This is the third in a series of blogs, about ancient soil amendments used in the garden. Each blog will discuss a common and specific type of soil amendment used in the garden, along with documentation for its use, as well as occasionally discussing why a particular soil amendment was chosen, or its relation to modern gardening practices. The original blogs, along with other gardening related blogs, can be found here.
When discussing chaff in relation to soil amendments, it is important to understand what is meant. Chaff is an old word – from Old English ceaf, and in every definition it refers to the removed dry husks or shells of grains through the process of threshing and winnowing.
There is a detailed explanation in the Geoponika of which types of chaff are best to use in soil building from Varro, which mentions bean, barley and wheat husks (p88, Geoponika, trans. A. Dalby) used to help offset salty soil. This is interesting because Varro included bean husk as a type of chaff, where as other Cato separates the two.
Says Didymos in the same chapter (p89), chaff is okay for roots, but harmful to all manner of fruit, shoots, leaves and green vegetables (whose leaves it pierces). He warns to not place it upwind of farm buildings or pleasure gardens as well for it can cause eye-loss.
Cato talks of making a compost which includes straw, bean stalks and husks and “chaff” in Chapter 37, most likely meaning in this case, specifically grain chaff.

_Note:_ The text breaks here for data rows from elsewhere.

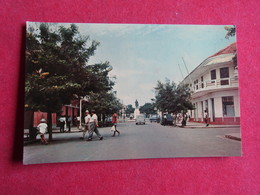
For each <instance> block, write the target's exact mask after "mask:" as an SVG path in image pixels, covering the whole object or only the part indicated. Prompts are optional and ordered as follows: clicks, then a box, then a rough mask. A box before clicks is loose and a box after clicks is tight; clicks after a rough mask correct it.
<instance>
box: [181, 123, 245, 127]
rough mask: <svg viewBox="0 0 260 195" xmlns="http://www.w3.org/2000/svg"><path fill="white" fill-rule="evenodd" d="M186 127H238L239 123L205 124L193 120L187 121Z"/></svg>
mask: <svg viewBox="0 0 260 195" xmlns="http://www.w3.org/2000/svg"><path fill="white" fill-rule="evenodd" d="M177 126H179V127H180V126H181V124H177ZM185 127H186V128H239V127H240V125H215V124H214V125H211V124H210V125H209V126H206V125H205V123H195V122H187V125H186V126H185Z"/></svg>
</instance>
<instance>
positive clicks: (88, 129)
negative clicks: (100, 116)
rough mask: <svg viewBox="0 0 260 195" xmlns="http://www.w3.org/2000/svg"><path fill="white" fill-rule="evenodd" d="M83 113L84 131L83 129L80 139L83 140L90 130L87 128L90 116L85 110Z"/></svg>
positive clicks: (83, 129)
mask: <svg viewBox="0 0 260 195" xmlns="http://www.w3.org/2000/svg"><path fill="white" fill-rule="evenodd" d="M85 113H86V116H85V127H84V129H83V134H82V137H81V139H84V138H85V135H86V133H87V131H88V130H89V129H90V128H89V122H90V118H91V116H90V114H89V112H88V110H86V112H85Z"/></svg>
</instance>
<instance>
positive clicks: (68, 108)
mask: <svg viewBox="0 0 260 195" xmlns="http://www.w3.org/2000/svg"><path fill="white" fill-rule="evenodd" d="M79 112H80V108H79V101H78V100H75V101H71V104H69V105H63V106H62V110H61V114H60V115H58V114H57V113H52V126H53V127H57V126H58V125H59V122H58V119H59V117H60V116H65V117H66V119H67V118H68V116H70V117H72V119H75V117H77V116H79ZM42 118H44V119H45V120H47V113H46V112H41V111H37V112H33V111H25V113H24V129H29V128H30V126H32V125H33V127H36V126H37V125H38V124H39V123H40V120H41V119H42ZM72 125H76V124H75V121H74V120H73V123H72Z"/></svg>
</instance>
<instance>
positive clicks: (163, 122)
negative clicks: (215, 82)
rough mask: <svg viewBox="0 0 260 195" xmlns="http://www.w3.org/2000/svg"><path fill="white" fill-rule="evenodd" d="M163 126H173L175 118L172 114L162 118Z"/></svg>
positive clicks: (165, 115)
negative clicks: (163, 125) (173, 121)
mask: <svg viewBox="0 0 260 195" xmlns="http://www.w3.org/2000/svg"><path fill="white" fill-rule="evenodd" d="M165 116H166V118H165ZM165 119H166V120H165ZM161 125H173V116H172V115H170V114H164V115H163V116H162V120H161Z"/></svg>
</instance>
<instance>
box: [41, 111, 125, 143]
mask: <svg viewBox="0 0 260 195" xmlns="http://www.w3.org/2000/svg"><path fill="white" fill-rule="evenodd" d="M59 121H60V131H61V132H64V130H65V129H66V125H67V126H68V131H70V123H71V117H70V116H69V117H68V120H67V121H66V118H65V116H61V117H60V119H59ZM112 123H113V127H112V129H111V130H112V131H113V135H112V136H113V137H114V136H115V135H116V133H117V134H118V136H119V135H120V132H119V131H118V129H117V123H118V117H117V114H116V113H114V114H113V116H112ZM98 127H99V126H98V117H97V115H96V114H95V110H92V111H91V114H89V111H88V110H86V115H85V124H84V130H83V134H82V137H81V139H84V138H85V135H86V133H87V132H88V133H89V136H88V138H87V141H92V137H93V134H94V133H95V134H96V135H97V136H98V138H99V140H103V136H102V135H101V134H100V132H99V130H98ZM47 128H48V125H47V124H46V120H45V119H44V118H43V119H41V121H40V123H39V125H38V126H37V129H38V130H39V133H40V137H41V142H42V144H45V145H46V144H48V141H47V140H46V138H45V136H44V134H46V133H47Z"/></svg>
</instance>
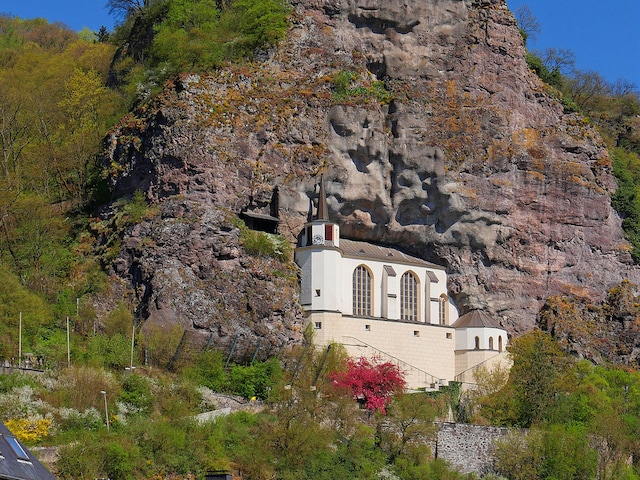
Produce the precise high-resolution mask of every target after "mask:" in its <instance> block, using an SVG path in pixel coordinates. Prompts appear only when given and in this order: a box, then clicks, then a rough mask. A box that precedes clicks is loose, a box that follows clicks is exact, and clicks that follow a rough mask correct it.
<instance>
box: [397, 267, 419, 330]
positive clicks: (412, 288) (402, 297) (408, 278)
mask: <svg viewBox="0 0 640 480" xmlns="http://www.w3.org/2000/svg"><path fill="white" fill-rule="evenodd" d="M400 319H401V320H405V321H409V322H417V321H418V279H417V278H416V276H415V274H414V273H413V272H407V273H405V274H404V275H402V278H401V279H400Z"/></svg>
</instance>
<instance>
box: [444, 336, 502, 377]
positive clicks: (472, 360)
mask: <svg viewBox="0 0 640 480" xmlns="http://www.w3.org/2000/svg"><path fill="white" fill-rule="evenodd" d="M456 333H457V332H456ZM455 364H456V376H455V380H456V381H458V382H462V383H463V387H462V388H463V389H466V388H469V387H471V386H473V385H475V379H474V378H473V371H474V370H475V368H477V367H479V366H483V367H484V368H487V369H489V370H491V369H493V368H494V367H495V366H496V365H497V364H501V365H503V366H504V367H506V368H511V360H510V357H509V354H508V353H507V352H506V351H503V352H497V351H494V350H456V352H455Z"/></svg>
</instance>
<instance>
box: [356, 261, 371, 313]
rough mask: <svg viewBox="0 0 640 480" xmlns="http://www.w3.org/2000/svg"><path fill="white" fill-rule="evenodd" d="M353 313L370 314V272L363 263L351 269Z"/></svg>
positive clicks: (370, 289)
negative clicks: (352, 290) (352, 279)
mask: <svg viewBox="0 0 640 480" xmlns="http://www.w3.org/2000/svg"><path fill="white" fill-rule="evenodd" d="M353 314H354V315H363V316H368V317H370V316H371V273H369V270H368V269H367V267H365V266H364V265H359V266H358V267H356V269H355V270H354V271H353Z"/></svg>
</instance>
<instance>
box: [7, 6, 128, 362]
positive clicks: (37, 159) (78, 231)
mask: <svg viewBox="0 0 640 480" xmlns="http://www.w3.org/2000/svg"><path fill="white" fill-rule="evenodd" d="M114 50H115V49H114V48H113V47H112V46H111V45H108V44H105V43H100V42H97V41H94V40H93V39H92V36H91V35H90V34H88V33H87V32H84V33H82V34H76V33H74V32H72V31H70V30H68V29H67V28H66V27H64V26H62V25H58V24H49V23H47V22H46V21H45V20H42V19H35V20H22V19H19V18H13V17H8V16H0V118H1V119H2V122H0V150H1V151H2V157H1V158H0V263H1V264H2V267H1V268H0V285H2V289H3V290H4V292H3V295H6V297H5V298H6V299H7V300H6V302H4V305H5V307H4V308H3V309H2V310H3V311H2V326H1V327H0V332H1V333H0V335H1V336H2V345H3V347H2V352H1V353H2V356H4V357H5V358H8V357H11V356H14V357H15V356H17V345H16V342H15V341H9V338H8V337H7V336H6V335H10V334H13V332H14V331H15V330H14V329H13V328H14V326H16V327H17V322H18V315H19V313H20V312H21V311H22V312H23V314H24V326H25V330H24V338H23V341H24V342H25V348H29V349H30V350H29V351H32V352H35V351H36V350H37V348H38V347H39V346H43V345H45V344H46V343H47V342H48V338H50V337H52V336H55V335H56V333H55V332H57V325H56V321H57V320H60V319H61V318H64V315H68V314H70V313H72V312H75V311H76V307H77V304H76V299H77V298H79V297H82V296H83V295H85V294H87V293H89V292H95V291H96V290H97V289H98V288H100V287H99V286H100V284H101V277H102V274H101V272H100V269H99V268H96V267H97V265H96V263H95V262H94V261H92V260H91V258H90V256H85V254H86V253H88V250H87V248H86V247H87V245H86V243H85V242H84V240H83V239H82V237H76V235H77V234H78V233H79V232H80V231H81V230H83V229H84V227H85V223H84V221H83V219H82V210H83V208H84V207H86V206H87V205H89V204H90V203H91V202H92V198H94V194H95V193H96V191H97V189H98V188H99V186H100V184H101V179H100V170H101V169H100V167H99V165H98V162H97V161H96V159H97V156H98V153H99V152H100V150H101V148H102V138H103V136H104V135H105V133H106V131H107V130H108V129H109V128H110V127H111V126H112V125H113V123H114V122H115V120H116V118H118V116H119V115H120V114H121V113H122V112H123V101H122V98H121V97H120V96H119V95H118V94H117V93H115V92H113V91H111V90H109V89H107V88H106V87H105V86H104V84H105V82H106V78H107V73H108V70H109V64H110V62H111V59H112V57H113V53H114Z"/></svg>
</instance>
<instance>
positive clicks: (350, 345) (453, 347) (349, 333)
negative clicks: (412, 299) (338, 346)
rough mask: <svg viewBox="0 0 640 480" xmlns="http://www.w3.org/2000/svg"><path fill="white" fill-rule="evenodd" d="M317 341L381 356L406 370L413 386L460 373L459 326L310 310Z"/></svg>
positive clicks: (354, 353) (350, 349)
mask: <svg viewBox="0 0 640 480" xmlns="http://www.w3.org/2000/svg"><path fill="white" fill-rule="evenodd" d="M306 316H307V322H309V323H311V325H312V327H313V331H314V340H313V341H314V343H315V344H316V345H320V346H324V345H328V344H330V343H333V342H335V343H340V344H342V345H344V347H345V348H346V350H347V353H348V354H349V355H350V356H351V357H356V358H358V357H361V356H365V357H368V358H372V357H376V356H377V357H379V358H380V359H381V360H383V361H391V362H393V363H395V364H396V365H398V366H399V367H400V369H401V370H402V371H403V372H404V373H405V380H406V381H407V385H408V386H410V387H412V388H419V387H429V386H430V385H431V384H432V383H437V382H438V381H439V380H440V379H446V380H453V379H454V377H455V374H456V371H455V367H456V360H455V353H454V345H455V330H454V329H453V328H451V327H444V326H439V325H427V324H417V323H416V324H413V323H406V322H396V321H389V320H382V319H374V318H361V317H343V316H342V315H340V314H337V313H328V312H306Z"/></svg>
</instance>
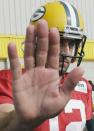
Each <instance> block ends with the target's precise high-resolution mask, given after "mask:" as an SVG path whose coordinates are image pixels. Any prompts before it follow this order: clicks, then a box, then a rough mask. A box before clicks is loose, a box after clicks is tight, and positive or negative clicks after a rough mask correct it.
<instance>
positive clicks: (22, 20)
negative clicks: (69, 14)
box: [0, 0, 94, 39]
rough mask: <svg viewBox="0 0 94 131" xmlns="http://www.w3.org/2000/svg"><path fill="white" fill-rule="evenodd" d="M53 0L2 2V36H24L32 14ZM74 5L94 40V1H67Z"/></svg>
mask: <svg viewBox="0 0 94 131" xmlns="http://www.w3.org/2000/svg"><path fill="white" fill-rule="evenodd" d="M48 1H53V0H0V34H16V35H24V34H25V29H26V26H27V25H28V23H29V20H30V17H31V15H32V13H33V12H34V11H35V10H36V9H37V8H38V7H39V6H40V5H42V4H44V3H45V2H48ZM66 1H69V2H71V3H72V4H74V5H75V6H76V7H77V8H78V9H79V10H80V11H81V13H82V15H83V17H84V20H85V33H86V34H87V37H88V39H94V15H93V7H94V0H66Z"/></svg>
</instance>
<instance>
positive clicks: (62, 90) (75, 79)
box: [61, 67, 84, 94]
mask: <svg viewBox="0 0 94 131" xmlns="http://www.w3.org/2000/svg"><path fill="white" fill-rule="evenodd" d="M83 74H84V70H83V69H82V68H81V67H76V68H75V69H73V70H72V71H71V72H70V73H69V75H68V77H67V78H66V80H65V81H64V83H63V85H62V88H61V89H62V91H63V92H64V93H65V94H71V92H72V91H73V89H74V88H75V86H76V85H77V83H78V82H79V81H80V80H81V78H82V76H83Z"/></svg>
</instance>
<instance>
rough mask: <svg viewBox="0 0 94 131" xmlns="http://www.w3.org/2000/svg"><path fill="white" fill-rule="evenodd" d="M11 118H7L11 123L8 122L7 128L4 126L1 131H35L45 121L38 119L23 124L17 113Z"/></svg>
mask: <svg viewBox="0 0 94 131" xmlns="http://www.w3.org/2000/svg"><path fill="white" fill-rule="evenodd" d="M9 116H10V118H7V120H8V121H9V122H7V124H6V125H5V126H4V125H3V128H2V130H0V131H33V130H34V129H35V128H36V127H38V126H39V125H40V124H41V123H42V122H43V121H44V120H41V119H37V120H32V121H24V122H23V121H21V120H20V119H19V118H18V117H17V115H16V113H15V111H13V112H11V114H10V115H9ZM9 116H8V117H9Z"/></svg>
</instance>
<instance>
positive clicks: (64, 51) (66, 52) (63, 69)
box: [59, 39, 75, 72]
mask: <svg viewBox="0 0 94 131" xmlns="http://www.w3.org/2000/svg"><path fill="white" fill-rule="evenodd" d="M60 54H61V55H63V56H74V54H75V40H71V39H61V42H60ZM71 59H72V58H70V57H64V60H62V57H60V64H59V66H60V69H61V67H62V62H63V61H64V63H63V71H64V72H65V71H66V70H67V68H68V67H69V64H70V63H71Z"/></svg>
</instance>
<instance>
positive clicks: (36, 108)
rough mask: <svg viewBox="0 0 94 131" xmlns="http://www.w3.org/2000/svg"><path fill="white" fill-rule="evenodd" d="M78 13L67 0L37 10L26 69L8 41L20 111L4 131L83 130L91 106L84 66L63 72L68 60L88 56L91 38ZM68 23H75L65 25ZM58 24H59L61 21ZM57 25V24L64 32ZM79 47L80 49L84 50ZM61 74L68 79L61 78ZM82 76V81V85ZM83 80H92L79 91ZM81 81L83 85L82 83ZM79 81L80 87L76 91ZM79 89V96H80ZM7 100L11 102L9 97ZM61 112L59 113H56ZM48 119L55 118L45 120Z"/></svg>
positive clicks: (79, 63)
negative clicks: (76, 27) (66, 71)
mask: <svg viewBox="0 0 94 131" xmlns="http://www.w3.org/2000/svg"><path fill="white" fill-rule="evenodd" d="M69 7H71V8H70V9H72V12H71V11H70V10H69ZM54 11H57V14H54ZM69 11H70V12H71V15H72V13H74V15H73V16H74V17H75V19H74V20H75V21H74V22H73V21H71V19H70V18H71V17H70V13H69ZM46 13H47V14H48V15H47V14H46ZM76 14H77V12H76V10H75V9H74V8H73V7H72V6H71V5H69V4H68V3H66V2H63V1H62V2H59V1H58V2H52V3H48V4H47V5H45V6H43V7H41V8H40V9H39V10H37V11H36V12H35V13H34V15H33V16H32V18H31V23H32V24H33V25H31V24H30V26H29V27H28V28H27V33H26V40H25V50H24V62H25V72H24V73H22V71H21V67H20V64H19V61H18V56H17V52H16V47H15V45H14V44H10V45H9V48H8V52H9V59H10V65H11V70H12V74H13V100H14V105H15V110H16V111H15V113H14V112H12V113H10V114H13V115H11V120H10V123H8V124H7V125H8V126H7V127H6V128H5V131H16V130H17V131H29V130H34V131H49V130H50V131H59V130H60V131H61V130H62V131H65V130H66V131H71V130H72V131H73V130H75V129H76V130H77V129H79V130H83V128H84V126H85V121H86V115H87V112H88V110H86V109H87V102H88V101H89V94H88V92H90V91H89V90H90V89H89V88H90V87H89V86H88V83H87V81H86V80H85V79H82V75H83V70H82V69H81V68H80V67H76V68H75V69H74V70H73V71H72V72H71V73H70V74H69V75H64V73H65V72H66V70H67V68H68V66H69V64H70V63H71V62H74V61H75V59H76V58H78V64H77V65H80V63H81V60H82V57H83V55H84V52H83V48H84V44H85V39H86V37H85V36H84V35H83V32H82V28H81V29H80V28H79V25H80V24H81V23H80V24H79V22H81V21H79V22H78V23H77V20H79V19H77V18H78V16H77V15H76ZM57 16H59V17H58V18H57ZM61 16H62V17H61ZM41 18H44V19H46V18H48V19H46V21H47V22H46V21H45V20H39V19H41ZM54 19H55V20H54ZM50 20H51V21H50ZM52 20H53V21H52ZM50 22H52V23H50ZM47 23H48V24H47ZM65 23H66V25H67V24H69V25H70V26H66V28H64V27H65ZM58 24H59V26H56V25H58ZM71 24H74V25H78V28H73V27H72V26H71ZM54 27H56V28H58V30H59V32H58V30H57V29H56V28H54ZM81 27H82V25H81ZM49 29H50V30H49ZM71 31H73V32H71ZM77 32H78V33H77ZM75 42H77V43H75ZM60 46H61V48H60ZM79 46H80V48H79ZM78 48H79V49H81V50H80V51H79V53H78ZM78 54H79V56H77V55H78ZM10 75H11V74H10ZM62 76H63V77H65V78H63V79H62ZM9 80H10V79H9ZM78 81H80V82H79V84H78V85H77V83H78ZM83 83H84V84H85V85H87V88H85V91H84V92H80V90H79V88H80V87H81V86H84V84H83ZM80 84H82V85H81V86H79V85H80ZM76 85H77V86H76ZM75 86H76V89H75V91H74V92H72V91H73V89H74V87H75ZM83 90H84V87H83ZM75 92H76V93H75ZM78 92H79V95H78V97H79V98H78V97H77V99H76V95H77V94H78ZM2 94H3V93H2ZM71 95H72V96H71ZM7 96H8V97H9V95H6V97H7ZM83 96H84V98H83V100H82V97H83ZM72 97H75V99H74V98H72ZM87 97H88V98H87ZM70 98H71V100H70ZM5 99H6V102H5V103H7V98H5ZM87 99H88V100H87ZM69 100H70V101H69ZM68 101H69V103H68ZM12 102H13V101H11V102H10V103H12ZM67 103H68V104H67ZM66 104H67V106H65V105H66ZM70 105H71V106H70ZM64 107H65V108H64ZM70 108H71V110H70ZM72 109H73V110H72ZM75 109H77V110H75ZM72 111H73V113H72ZM60 112H61V113H60ZM58 114H60V115H59V116H57V115H58ZM75 114H77V119H76V118H72V115H73V116H76V115H75ZM8 116H9V115H8ZM15 116H16V117H15ZM55 116H56V117H55ZM53 117H55V118H53ZM89 117H90V115H89V116H88V118H89ZM5 118H6V117H5ZM49 118H52V119H50V120H48V121H46V120H47V119H49ZM3 119H4V118H3ZM41 123H42V124H41ZM39 125H40V126H39Z"/></svg>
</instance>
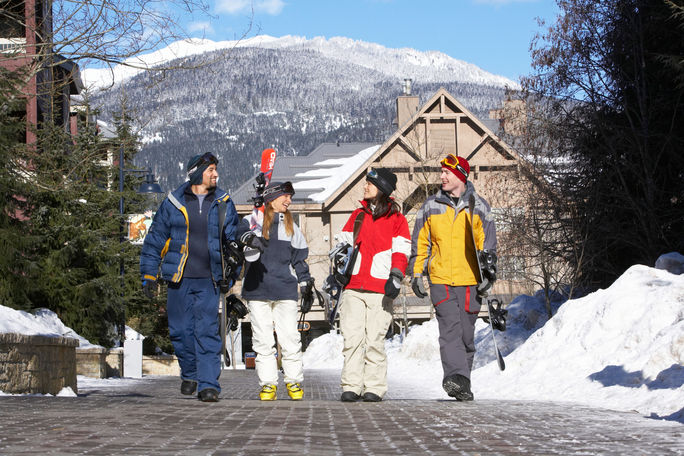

Of course, to use chaff as a soil additive straight would likely have been uncommon. Florentinus mentions ash from chaff in manure, but most other mentions within the Geoponika of chaff use it as a bedding for animals, feed for them, or storage substance (for a variety of foods including grapes and onions). The 15th century play Mankind shares the following proverb: “corn servit bredibus, chaffe horsibus, straw firybusque,” reminding us that chaff was supposed to be used as horse-feed.

Among other uses, Hamerow, Hollevoet and Vince (2016) discussed the use of chaff in Anglo-Saxon England to temper pottery. In Frederic Weaver’s book of Somerset Wills from the 14th and 15th centuries there are three instances of chaff-stuffed beds. In Medieval Merchant Ventures: Collected Studies, EM Carus-Wilson mentions a chaff-stuffed pillow. This practice continued into the 19th century, when the steps to fill the beds were outlined, and such beds were considered superior to straight straw. Finally chaff is even found in thatch and daub from medieval buildings (p43, Food in Medieval England: Diet and Nutrition).
Obviously chaff was used for so many other things, using it as a soil additive would only have been preferable if it was necessary – for instance, to help salty soil – or if the chaff was no longer useful for any other thing.